It’s also the time when hundreds of other boaters have the same idea that you do. Summer boating is great fun at a hot time of the year, but there are some things you’ll nee to take into consideration before you get your boat on the water. So here are a few tips as well as some of the tops spots around the state to put that boat in.
First, remember there are a lot of boaters on the water this time of year. Brush up on the rules of the “road” and pay special attention to those around you. Remember when it’s safe to pass, how close you are allowed to get to another boat, and be courteous to others.
Summer is hot and when you are boating, you are in the sun most of the time. To avoid a nasty sunburn, use plenty of sunscreen with a sun protection factor (SPF) of at least 15 if not higher. Children should especially be protected with a good sunscreen as their delicate skin can burn quite easily.
Make sure that you stay well hydrated. During hot weather, you lose fluids quickly. Drink plenty of water and avoid excessive amounts of alcohol. Alcohol has a dehydrating effect and will deplete the fluids from your body more quickly than naturally.
The weather can change in an instant here in Alabama, so when boating in the summer, be sure to pay close attention to the weather forecast. You don't want to be stuck four miles off shore when that freak summer thunderstorm hits. Don’t play games with the weather – especially in the summer. Your safety depends on it! Remember that lightning is a killer and you should not be on the water when it begins to strike. Also pay close attention to severe weather forecasts like tornadoes.
Pay special attention to your boat in the hot summer months. It’s hot outside and the engine is hot. Check the boat’s fluids often so you don’t run the risk of the engine overheating leaving you stranded in the middle of the lake.
Even though it’s hot, you still need to wear your life jacket. This is especially true with children. Almost all drownings that occur become fatal because a person is thrown overboard and is not wearing a life jacket. Almost every summer there is one or more drowning deaths in Alabama. A little discomfort wearing a life jacket is well worth paying the price when you consider you could be compromising your life.
Summer is definitely the best time of the year to go boating. Summer boating is also a great time to get your family together and enjoy a day on the water. What a way to beat the heat! And for those cooler months of autumn, winter and spring, Alabama offers up some mighty good fishing spots and if you dress appropriately and have the proper gear you might bring back a large string of your favorite fish.
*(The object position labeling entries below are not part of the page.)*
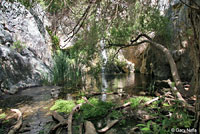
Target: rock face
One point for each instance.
(25, 51)
(149, 61)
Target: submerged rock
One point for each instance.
(25, 51)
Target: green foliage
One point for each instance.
(66, 71)
(98, 109)
(116, 115)
(142, 19)
(26, 3)
(2, 116)
(65, 106)
(55, 6)
(136, 101)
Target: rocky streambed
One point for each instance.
(34, 103)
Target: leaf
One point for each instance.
(145, 129)
(141, 125)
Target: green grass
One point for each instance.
(63, 106)
(136, 101)
(2, 116)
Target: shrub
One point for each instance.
(97, 110)
(64, 106)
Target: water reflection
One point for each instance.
(131, 84)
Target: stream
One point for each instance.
(35, 102)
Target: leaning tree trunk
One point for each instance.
(166, 52)
(195, 21)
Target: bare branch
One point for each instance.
(192, 7)
(80, 21)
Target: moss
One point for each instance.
(96, 110)
(64, 106)
(136, 101)
(2, 116)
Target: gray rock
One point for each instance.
(89, 128)
(22, 65)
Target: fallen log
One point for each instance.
(19, 121)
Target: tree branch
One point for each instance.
(195, 8)
(174, 71)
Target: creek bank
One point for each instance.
(34, 103)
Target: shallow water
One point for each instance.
(35, 102)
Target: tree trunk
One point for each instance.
(195, 21)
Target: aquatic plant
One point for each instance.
(2, 116)
(64, 106)
(96, 110)
(136, 101)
The Alabama Wildlife and Freshwater Fisheries Division, Department of Conservation and Natural Resources, manages 23 public lakes in 20 counties throughout the state. They include Fayette, Lamar, Madison, Marion, Walker and Bankhead, Clay, DeKalb, Bibb, Dallas, Chambers, Lee, Cherokee, Escambia, Monroe, Washington, Barbour, Coffee, Crenshaw, Dale, Geneva and Pike. Check these counties for more detailed information and locations.
Other public lakes include: Lake Eufala, Gantt Lake. Lake Guntersville ( largest lake in Alabama), Lake Harding, Holt Lake, Inland Lake, Lake Jackson, Lay Lake, Little Bear Creek Reservoir, Logan-Martin Lake, Lake Lurleen, Martin Lake , Neely Henry Lake, Lake Pickwick, Lake Purdy, Ski Lake, Smith Lake, Lake Tholocco, Lake Tuscaloosa, Upper Bear Creek Reservoir, Lake Wedowee and the William Bill Danelly Reservoir. Mobile County alone has 14.
Alabama has 49 reservoirs maintained mostly by the Tennessee Valley Authority, Alabama Power or Army Corp of Engineers.
All these bodies of water offer a wide variety of watersports, fishing, swimming and water fun for tourists, visitors or residents of the state.